- Leader: Collective leadership
- Founder: Svyatoslav Rechkalov
- Founded: August 11, 2013; 13 years ago
- Banned: September 15, 2022; 3 years ago
- Split from: Autonomous Action
- Headquarters: Moscow, Russia
- Newspaper: Pryamoe deystvie (Direct action)
- Ideology: Anarchism Anarcho-communism Direct democracy Left-wing radicalism
- Political position: Far-left
- Colours: Red Black
- Slogan: "Scientific progress, direct democracy and anarchism" (Russian: "Научный прогресс, прямая демократия и анархизм")

Party flag

Website
- naroborona.info

= People's Self-Defense (Russia) =

The People's Self-Defense (Народная самооборона; Narodnaya samooborona) is a Russian anarchist organisation.

==History==
The organization emerged in 2013 as a result of the split of Autonomous Action, the largest Russian anarchist organization at the time. At the beginning it was called Autonomous Action (Social Revolutionary) (AD-SR; Автономное действие (социал-революционное); АД-СР; Avtonomnoye deystviye (sotsial-revolyutsionnoye), AD-SR), and in 2015 it was renamed "People's Self-Defense". One of its leaders was Svyatoslav Rechkalov.

The organization positions itself as a "non-partisan socio-political organization" and an anarchist media platform that publishes articles on anarchism and news about actions. It was also involved in protecting evicted residents in Moscow and in the fight against employers who do not pay salaries to workers.

A report received by RIA Novosti from law enforcement agencies says that from December 2017 to December 2018, supporters of People's Self-Defense carried out 247 "actions of an extremist nature" in 40 cities of Russia, including one terrorist act in Arkhangelsk, one fact of public justifications for terrorist activities and five cases of hooliganism and vandalism.

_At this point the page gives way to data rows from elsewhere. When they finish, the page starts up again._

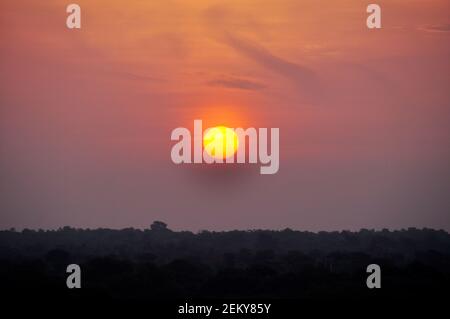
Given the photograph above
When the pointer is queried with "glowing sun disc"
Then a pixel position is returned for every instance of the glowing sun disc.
(220, 142)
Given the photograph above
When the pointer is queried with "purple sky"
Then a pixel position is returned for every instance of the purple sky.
(86, 115)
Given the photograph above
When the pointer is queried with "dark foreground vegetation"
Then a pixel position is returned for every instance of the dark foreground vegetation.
(158, 263)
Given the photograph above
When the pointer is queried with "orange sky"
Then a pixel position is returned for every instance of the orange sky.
(363, 114)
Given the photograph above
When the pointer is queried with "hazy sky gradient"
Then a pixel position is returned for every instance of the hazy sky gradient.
(86, 115)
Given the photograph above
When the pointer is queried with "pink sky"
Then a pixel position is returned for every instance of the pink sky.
(86, 115)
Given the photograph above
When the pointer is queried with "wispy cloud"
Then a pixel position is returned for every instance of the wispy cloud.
(236, 83)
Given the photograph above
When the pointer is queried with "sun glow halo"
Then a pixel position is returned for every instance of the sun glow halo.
(220, 138)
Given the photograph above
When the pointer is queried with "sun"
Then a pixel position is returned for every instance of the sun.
(220, 142)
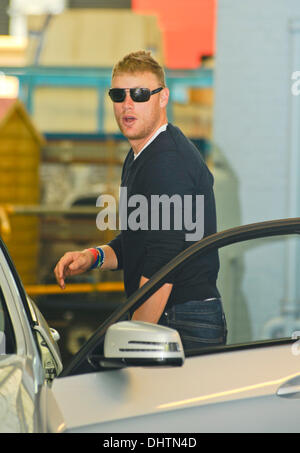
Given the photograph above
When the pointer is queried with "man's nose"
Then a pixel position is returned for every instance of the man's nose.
(127, 100)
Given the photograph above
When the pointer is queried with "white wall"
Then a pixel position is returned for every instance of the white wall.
(256, 127)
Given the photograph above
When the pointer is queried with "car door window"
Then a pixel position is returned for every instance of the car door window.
(260, 289)
(7, 336)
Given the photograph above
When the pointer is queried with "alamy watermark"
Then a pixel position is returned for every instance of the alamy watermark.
(295, 89)
(296, 345)
(157, 212)
(2, 343)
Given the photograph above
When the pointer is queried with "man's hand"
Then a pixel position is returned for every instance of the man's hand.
(73, 263)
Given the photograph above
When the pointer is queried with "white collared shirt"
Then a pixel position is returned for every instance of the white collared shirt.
(161, 129)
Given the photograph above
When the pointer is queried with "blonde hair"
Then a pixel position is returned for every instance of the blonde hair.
(140, 61)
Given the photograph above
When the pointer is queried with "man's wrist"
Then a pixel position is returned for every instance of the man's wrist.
(98, 255)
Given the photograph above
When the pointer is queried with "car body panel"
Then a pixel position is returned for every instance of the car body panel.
(132, 399)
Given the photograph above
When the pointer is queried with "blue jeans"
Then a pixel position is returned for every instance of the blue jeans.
(200, 324)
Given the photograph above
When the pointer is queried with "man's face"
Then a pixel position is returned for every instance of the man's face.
(138, 120)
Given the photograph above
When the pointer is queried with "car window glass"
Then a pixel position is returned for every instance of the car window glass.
(260, 289)
(7, 336)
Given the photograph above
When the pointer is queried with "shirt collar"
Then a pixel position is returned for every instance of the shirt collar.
(161, 129)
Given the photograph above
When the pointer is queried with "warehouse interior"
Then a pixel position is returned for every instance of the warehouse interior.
(230, 67)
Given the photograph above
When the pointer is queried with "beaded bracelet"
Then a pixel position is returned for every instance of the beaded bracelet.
(101, 256)
(96, 257)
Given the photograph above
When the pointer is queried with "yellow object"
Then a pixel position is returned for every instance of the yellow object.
(75, 288)
(20, 145)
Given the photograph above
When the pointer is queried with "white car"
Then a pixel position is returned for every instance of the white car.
(134, 377)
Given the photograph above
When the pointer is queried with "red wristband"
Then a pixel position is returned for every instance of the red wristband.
(95, 253)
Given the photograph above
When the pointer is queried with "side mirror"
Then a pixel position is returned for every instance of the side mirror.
(50, 355)
(137, 343)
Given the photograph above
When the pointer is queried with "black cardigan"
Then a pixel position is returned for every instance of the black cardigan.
(170, 165)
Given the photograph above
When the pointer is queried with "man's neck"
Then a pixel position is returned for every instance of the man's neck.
(138, 145)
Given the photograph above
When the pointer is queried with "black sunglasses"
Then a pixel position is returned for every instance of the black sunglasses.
(136, 94)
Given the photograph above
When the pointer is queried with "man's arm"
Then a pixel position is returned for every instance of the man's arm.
(152, 309)
(75, 263)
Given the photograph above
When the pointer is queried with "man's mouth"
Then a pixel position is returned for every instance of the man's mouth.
(128, 120)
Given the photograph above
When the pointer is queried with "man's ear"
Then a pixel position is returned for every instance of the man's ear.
(164, 97)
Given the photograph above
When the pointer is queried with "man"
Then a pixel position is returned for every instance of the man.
(162, 162)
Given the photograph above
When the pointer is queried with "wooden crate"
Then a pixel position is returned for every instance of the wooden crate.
(96, 37)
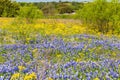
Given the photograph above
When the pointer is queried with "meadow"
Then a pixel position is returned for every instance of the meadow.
(56, 49)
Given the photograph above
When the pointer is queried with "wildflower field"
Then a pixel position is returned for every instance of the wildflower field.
(56, 49)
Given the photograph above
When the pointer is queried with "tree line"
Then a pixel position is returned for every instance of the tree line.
(101, 15)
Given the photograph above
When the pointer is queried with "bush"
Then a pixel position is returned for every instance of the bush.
(101, 15)
(30, 13)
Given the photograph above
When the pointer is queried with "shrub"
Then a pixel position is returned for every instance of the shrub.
(30, 13)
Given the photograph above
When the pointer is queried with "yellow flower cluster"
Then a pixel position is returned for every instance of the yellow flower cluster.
(21, 68)
(31, 76)
(15, 76)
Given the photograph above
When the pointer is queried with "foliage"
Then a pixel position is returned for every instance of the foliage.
(49, 9)
(30, 13)
(104, 17)
(8, 8)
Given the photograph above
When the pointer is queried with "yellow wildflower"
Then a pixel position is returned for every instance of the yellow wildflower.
(31, 76)
(59, 55)
(49, 78)
(21, 68)
(27, 77)
(35, 50)
(78, 60)
(96, 79)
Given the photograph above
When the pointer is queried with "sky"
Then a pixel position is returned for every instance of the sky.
(48, 0)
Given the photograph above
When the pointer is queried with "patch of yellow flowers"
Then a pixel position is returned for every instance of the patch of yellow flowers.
(17, 76)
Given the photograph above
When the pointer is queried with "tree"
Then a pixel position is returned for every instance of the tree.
(8, 8)
(99, 14)
(30, 13)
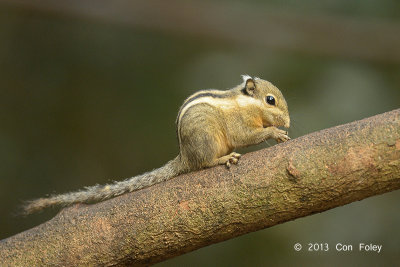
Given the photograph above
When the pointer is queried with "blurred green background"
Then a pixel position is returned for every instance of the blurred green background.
(89, 92)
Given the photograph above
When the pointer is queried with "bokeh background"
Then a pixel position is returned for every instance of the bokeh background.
(89, 92)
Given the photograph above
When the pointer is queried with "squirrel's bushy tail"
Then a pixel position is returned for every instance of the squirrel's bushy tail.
(102, 192)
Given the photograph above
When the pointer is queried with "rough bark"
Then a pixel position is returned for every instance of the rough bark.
(310, 174)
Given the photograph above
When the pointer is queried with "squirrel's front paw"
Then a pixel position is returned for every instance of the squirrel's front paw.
(279, 135)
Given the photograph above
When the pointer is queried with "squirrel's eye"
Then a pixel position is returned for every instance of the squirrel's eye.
(270, 100)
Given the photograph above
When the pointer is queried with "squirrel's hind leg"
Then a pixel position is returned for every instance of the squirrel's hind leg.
(228, 160)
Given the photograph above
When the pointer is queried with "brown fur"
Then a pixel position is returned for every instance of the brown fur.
(210, 125)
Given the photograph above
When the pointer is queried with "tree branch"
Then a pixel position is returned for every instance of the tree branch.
(310, 174)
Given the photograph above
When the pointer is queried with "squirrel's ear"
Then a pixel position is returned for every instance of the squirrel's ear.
(250, 85)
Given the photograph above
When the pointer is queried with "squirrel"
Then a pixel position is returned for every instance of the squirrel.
(210, 125)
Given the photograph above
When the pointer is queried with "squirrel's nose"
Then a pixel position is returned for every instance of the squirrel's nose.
(287, 123)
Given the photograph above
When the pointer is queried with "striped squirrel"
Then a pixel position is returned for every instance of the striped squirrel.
(210, 125)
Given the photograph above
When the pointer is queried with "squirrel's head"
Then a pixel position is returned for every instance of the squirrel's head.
(274, 107)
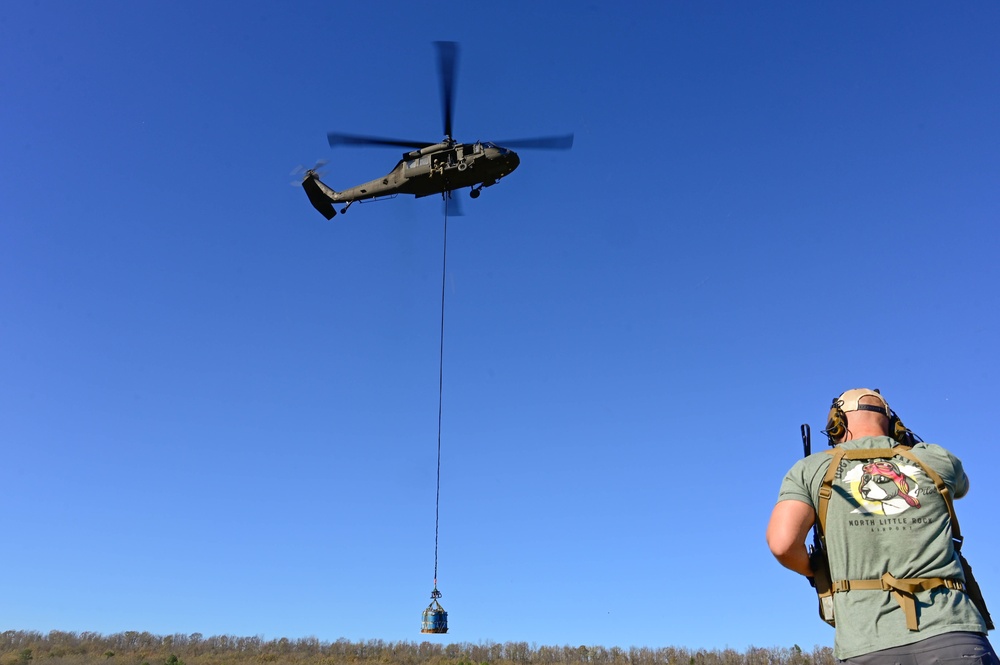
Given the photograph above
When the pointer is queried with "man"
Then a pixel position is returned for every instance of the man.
(883, 516)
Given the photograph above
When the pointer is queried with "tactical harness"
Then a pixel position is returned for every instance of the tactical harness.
(902, 590)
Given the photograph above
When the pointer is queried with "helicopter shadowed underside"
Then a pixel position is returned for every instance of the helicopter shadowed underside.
(429, 168)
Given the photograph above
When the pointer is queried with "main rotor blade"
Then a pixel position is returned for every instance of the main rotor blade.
(447, 62)
(336, 139)
(564, 142)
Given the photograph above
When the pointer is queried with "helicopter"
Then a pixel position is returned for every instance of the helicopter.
(429, 168)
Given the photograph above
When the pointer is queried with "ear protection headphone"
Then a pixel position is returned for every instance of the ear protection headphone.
(836, 423)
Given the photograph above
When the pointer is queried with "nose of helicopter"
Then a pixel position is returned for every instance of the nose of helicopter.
(512, 160)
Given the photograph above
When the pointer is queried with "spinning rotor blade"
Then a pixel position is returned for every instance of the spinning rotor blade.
(564, 142)
(336, 139)
(447, 62)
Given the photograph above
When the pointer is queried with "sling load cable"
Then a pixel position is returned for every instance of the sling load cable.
(435, 619)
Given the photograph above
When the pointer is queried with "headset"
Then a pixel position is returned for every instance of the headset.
(836, 422)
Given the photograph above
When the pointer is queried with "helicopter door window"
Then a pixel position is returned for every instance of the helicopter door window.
(422, 161)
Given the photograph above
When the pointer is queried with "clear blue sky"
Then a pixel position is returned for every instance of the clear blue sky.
(218, 411)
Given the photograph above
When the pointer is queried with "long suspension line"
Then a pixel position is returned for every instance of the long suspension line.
(437, 500)
(435, 619)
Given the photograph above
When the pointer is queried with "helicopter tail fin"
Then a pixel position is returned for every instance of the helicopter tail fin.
(319, 194)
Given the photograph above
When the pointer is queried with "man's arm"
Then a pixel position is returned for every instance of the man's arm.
(786, 534)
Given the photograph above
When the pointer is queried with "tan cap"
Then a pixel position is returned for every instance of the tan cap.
(850, 400)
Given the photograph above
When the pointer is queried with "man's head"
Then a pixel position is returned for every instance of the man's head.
(856, 413)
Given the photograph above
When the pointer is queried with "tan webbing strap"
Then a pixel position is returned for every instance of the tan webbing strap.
(902, 591)
(942, 489)
(826, 489)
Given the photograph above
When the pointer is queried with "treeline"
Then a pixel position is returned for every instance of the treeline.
(134, 648)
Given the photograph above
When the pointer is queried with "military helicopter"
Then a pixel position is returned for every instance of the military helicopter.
(429, 168)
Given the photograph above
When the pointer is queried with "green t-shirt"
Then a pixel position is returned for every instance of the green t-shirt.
(888, 518)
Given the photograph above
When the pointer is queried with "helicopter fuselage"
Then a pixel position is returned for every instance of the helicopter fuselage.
(434, 169)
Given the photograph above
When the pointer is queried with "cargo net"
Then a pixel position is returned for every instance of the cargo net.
(435, 619)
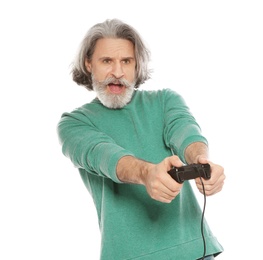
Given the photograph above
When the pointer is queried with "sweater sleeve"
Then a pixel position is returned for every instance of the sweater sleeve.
(87, 147)
(181, 128)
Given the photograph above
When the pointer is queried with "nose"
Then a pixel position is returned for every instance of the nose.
(117, 70)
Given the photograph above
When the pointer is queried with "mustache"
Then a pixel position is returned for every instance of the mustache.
(115, 81)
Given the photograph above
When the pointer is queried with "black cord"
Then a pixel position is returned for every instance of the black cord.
(202, 219)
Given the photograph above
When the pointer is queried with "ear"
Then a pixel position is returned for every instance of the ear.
(88, 65)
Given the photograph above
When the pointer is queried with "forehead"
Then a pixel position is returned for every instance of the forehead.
(109, 47)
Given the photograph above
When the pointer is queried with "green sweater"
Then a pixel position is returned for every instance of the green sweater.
(152, 126)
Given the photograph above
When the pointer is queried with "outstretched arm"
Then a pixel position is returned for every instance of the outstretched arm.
(159, 185)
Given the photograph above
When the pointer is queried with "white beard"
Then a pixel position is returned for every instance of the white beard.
(110, 100)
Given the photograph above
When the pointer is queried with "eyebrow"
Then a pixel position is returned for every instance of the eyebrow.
(110, 58)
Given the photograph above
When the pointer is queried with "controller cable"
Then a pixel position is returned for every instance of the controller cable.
(202, 219)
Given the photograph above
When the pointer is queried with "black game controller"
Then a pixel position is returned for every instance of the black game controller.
(191, 171)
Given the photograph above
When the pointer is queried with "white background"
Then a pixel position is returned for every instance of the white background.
(209, 51)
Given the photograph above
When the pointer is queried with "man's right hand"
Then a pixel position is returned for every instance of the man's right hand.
(158, 183)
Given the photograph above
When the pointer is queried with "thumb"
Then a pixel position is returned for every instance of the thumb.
(202, 159)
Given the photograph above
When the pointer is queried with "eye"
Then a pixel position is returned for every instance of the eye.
(126, 61)
(106, 61)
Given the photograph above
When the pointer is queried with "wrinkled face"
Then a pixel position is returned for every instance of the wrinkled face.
(113, 71)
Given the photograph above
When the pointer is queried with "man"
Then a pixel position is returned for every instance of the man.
(125, 141)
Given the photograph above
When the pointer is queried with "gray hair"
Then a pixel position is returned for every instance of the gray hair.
(110, 29)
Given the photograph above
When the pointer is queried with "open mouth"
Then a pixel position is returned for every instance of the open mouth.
(116, 88)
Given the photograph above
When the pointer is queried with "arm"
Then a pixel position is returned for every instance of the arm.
(88, 147)
(159, 185)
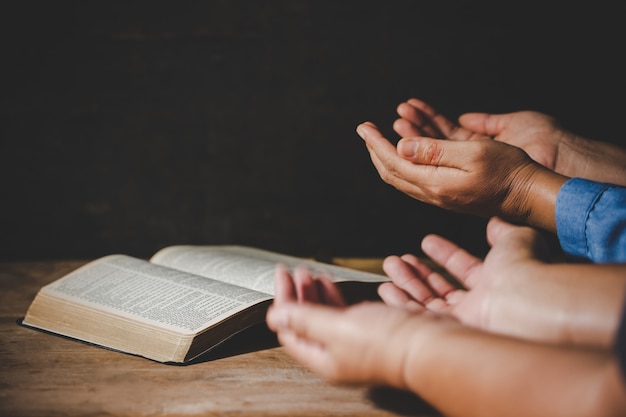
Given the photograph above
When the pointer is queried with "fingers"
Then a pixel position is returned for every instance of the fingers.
(302, 286)
(284, 289)
(394, 296)
(420, 119)
(305, 285)
(308, 326)
(456, 260)
(423, 151)
(415, 279)
(484, 123)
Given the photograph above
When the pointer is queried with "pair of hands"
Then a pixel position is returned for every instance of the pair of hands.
(513, 292)
(511, 165)
(365, 342)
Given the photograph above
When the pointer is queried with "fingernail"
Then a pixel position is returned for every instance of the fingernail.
(278, 317)
(407, 147)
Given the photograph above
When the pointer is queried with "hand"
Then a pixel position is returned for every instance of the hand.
(419, 119)
(481, 177)
(514, 291)
(305, 287)
(346, 344)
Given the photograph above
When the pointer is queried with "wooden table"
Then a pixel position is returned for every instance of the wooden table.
(46, 375)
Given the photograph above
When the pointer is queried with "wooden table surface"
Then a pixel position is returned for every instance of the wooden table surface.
(47, 375)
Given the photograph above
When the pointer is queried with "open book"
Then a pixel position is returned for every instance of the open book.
(181, 303)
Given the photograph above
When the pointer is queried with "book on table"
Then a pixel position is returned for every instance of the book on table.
(182, 302)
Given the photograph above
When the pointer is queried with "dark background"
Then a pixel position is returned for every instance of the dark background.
(129, 126)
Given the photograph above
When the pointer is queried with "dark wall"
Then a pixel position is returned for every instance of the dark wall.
(128, 126)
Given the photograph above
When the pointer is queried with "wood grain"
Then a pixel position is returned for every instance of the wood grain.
(47, 375)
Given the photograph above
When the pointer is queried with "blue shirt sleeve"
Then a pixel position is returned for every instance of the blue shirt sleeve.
(591, 220)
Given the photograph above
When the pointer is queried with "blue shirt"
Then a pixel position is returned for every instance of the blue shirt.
(591, 220)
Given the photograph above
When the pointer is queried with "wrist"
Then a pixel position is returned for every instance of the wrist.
(532, 197)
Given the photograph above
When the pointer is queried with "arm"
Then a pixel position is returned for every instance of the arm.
(552, 146)
(459, 370)
(481, 177)
(514, 291)
(538, 134)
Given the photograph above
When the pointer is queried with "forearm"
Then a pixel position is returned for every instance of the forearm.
(465, 372)
(588, 299)
(591, 159)
(533, 195)
(575, 304)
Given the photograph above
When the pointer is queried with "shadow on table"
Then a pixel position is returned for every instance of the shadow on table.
(254, 338)
(403, 403)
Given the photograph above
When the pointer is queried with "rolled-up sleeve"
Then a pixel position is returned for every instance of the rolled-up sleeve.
(591, 220)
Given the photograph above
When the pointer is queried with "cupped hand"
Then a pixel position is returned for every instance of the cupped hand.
(365, 343)
(481, 177)
(498, 294)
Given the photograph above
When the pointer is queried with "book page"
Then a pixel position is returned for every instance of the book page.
(137, 289)
(246, 266)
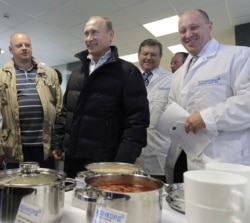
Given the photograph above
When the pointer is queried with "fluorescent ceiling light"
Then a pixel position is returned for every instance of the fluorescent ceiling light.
(164, 26)
(130, 58)
(177, 48)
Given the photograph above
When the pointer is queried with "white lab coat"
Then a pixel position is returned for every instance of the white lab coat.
(153, 156)
(218, 86)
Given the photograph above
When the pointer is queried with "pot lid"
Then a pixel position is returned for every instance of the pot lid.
(28, 173)
(112, 167)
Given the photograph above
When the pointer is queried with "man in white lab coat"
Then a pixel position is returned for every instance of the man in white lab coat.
(216, 93)
(153, 156)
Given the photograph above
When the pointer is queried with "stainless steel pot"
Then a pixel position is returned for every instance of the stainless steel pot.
(38, 187)
(140, 206)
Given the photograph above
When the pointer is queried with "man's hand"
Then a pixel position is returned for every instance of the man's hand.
(194, 123)
(57, 154)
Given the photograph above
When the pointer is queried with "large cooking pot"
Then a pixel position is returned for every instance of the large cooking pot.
(110, 167)
(31, 187)
(144, 206)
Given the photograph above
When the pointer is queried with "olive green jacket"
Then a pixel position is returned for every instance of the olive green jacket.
(50, 93)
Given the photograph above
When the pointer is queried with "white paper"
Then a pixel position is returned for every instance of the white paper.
(192, 144)
(172, 124)
(170, 116)
(109, 215)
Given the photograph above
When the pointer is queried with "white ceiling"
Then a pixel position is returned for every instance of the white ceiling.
(56, 26)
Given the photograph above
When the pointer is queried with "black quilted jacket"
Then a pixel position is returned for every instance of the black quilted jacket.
(105, 115)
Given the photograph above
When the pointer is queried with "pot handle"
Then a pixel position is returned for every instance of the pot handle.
(87, 194)
(70, 184)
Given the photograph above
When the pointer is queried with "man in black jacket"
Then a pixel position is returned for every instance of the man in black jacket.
(105, 112)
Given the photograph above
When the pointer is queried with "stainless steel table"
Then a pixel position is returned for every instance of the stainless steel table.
(76, 215)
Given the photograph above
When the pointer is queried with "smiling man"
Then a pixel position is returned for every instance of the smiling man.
(105, 112)
(158, 83)
(31, 99)
(215, 90)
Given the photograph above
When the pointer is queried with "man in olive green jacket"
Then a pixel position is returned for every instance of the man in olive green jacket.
(31, 98)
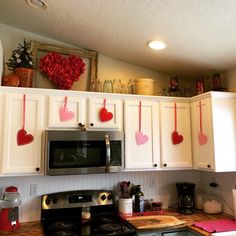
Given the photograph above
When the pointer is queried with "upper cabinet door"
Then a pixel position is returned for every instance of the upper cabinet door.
(105, 114)
(175, 135)
(142, 138)
(202, 134)
(65, 111)
(23, 125)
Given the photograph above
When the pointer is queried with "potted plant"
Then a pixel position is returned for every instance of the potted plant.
(21, 63)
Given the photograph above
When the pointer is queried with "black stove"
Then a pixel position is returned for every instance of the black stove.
(61, 214)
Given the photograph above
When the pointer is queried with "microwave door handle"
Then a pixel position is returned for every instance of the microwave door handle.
(108, 153)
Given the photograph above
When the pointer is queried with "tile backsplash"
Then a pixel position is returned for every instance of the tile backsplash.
(159, 185)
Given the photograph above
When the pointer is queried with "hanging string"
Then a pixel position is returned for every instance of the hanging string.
(104, 102)
(200, 114)
(140, 115)
(65, 102)
(24, 110)
(175, 117)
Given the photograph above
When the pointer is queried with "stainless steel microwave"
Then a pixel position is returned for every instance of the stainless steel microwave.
(72, 152)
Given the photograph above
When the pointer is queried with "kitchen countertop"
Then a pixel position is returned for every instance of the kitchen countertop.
(35, 228)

On March 14, 2018, Svyatoslav Rechkalov was detained for two days. According to him, he was beaten, tortured with electric shocks, demanding to reveal the names of other anarchists and to confess his involvement in their actions. After his release, Rechkalov received political asylum in France.

In September 2022, the Chelyabinsk Regional Court recognized the People's Self-Defense as a terrorist organization.